31 marzo, 2015

Carta abierta a Alonso Ruizpalacios, director de "Güeros"

Estimado Alonso Ruizpalacios:

Lo único que -para mi gusto- sobra en su muy saludable "Güeros" son las dos alusiones a la película misma, una indicando que el guión es malo, y la otra que sólo por rodar en blanco y negro en 2014 sus autores creen que hacen arte. Tales juicios sobre la obra dentro de la obra me parecen exabruptos, como esas palabras con que no pocos conferenciantes empiezan su intervención: "van a tener que aguantar el rollo que voy a soltarles". Este modo de referirse a lo que uno ha creado, fruto probablemente de la inseguridad, es una falta de respeto al público y a uno mismo como autor.

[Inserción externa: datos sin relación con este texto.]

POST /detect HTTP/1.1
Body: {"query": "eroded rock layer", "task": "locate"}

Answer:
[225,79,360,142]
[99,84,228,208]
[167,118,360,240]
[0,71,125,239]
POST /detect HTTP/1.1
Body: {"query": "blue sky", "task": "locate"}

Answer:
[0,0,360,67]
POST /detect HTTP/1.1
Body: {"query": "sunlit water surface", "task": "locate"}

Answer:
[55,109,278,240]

Aparte de esos chirridos, en "Güeros" no sobra nada, ni siquiera la secuencia de la mujer desquiciada, sobre cuyo bebé se estrella el globo de agua que Tomás suelta desde su azotea en Veracruz, más por aturdimiento adolescente que por maldad. Esa mujer contrasta con la madre de Tomás, que con serenidad dice a su hijo que no puede con él y que se vaya con su hermano, estudiante en la UNAM, mientras observa sonriente el casette que el chico tiene en la mano, herencia de su padre. Ese casette contiene la música de Epigmenio Cruz, cuya búsqueda da cuerpo a una road movie por Ciudad de México que es también un viaje interior, un viaje iniciativo para Tomás y revitalizador para su hermano, sumido en la abulia y en la ansiedad de la inactividad durante una huelga estudiantil que emula la real de la UNAM de 1999. En el guión tampoco sobran los bien encajados guiños a Benedetti, Melville, Siqueiros, Dylan o Rilke, ni sobra Agustín Lara. Tampoco falta nada en "Güeros".


Desde Las Palmas de Gran Canaria le doy las gracias, Alonso Ruizpalacios, por la película cautivadora y distinguida que ha puesto usted en el mundo.

Rosario Miranda Juan



“Güeros” narra el encuentro entre Sombra y su hermano menor, Tomás, quien lo visita en la Ciudad de México tras algunos sucesos
desafortunados en casa de su madre. La llegada del joven Tomás imprime energía a la monótona vida de Sombra y su amigo Santos, la cual parece estar en pausa tras la huelga de la UNAM. Juntos, deciden emprender un viaje para encontrar a un legendario músico que escuchaban de niños, y cuyo paradero es desconocido desde mucho tiempo atrás. Esta búsqueda, atravesando las fronteras invisibles de la Ciudad de México, los llevará a descubrir que no pueden huir de sí mismos.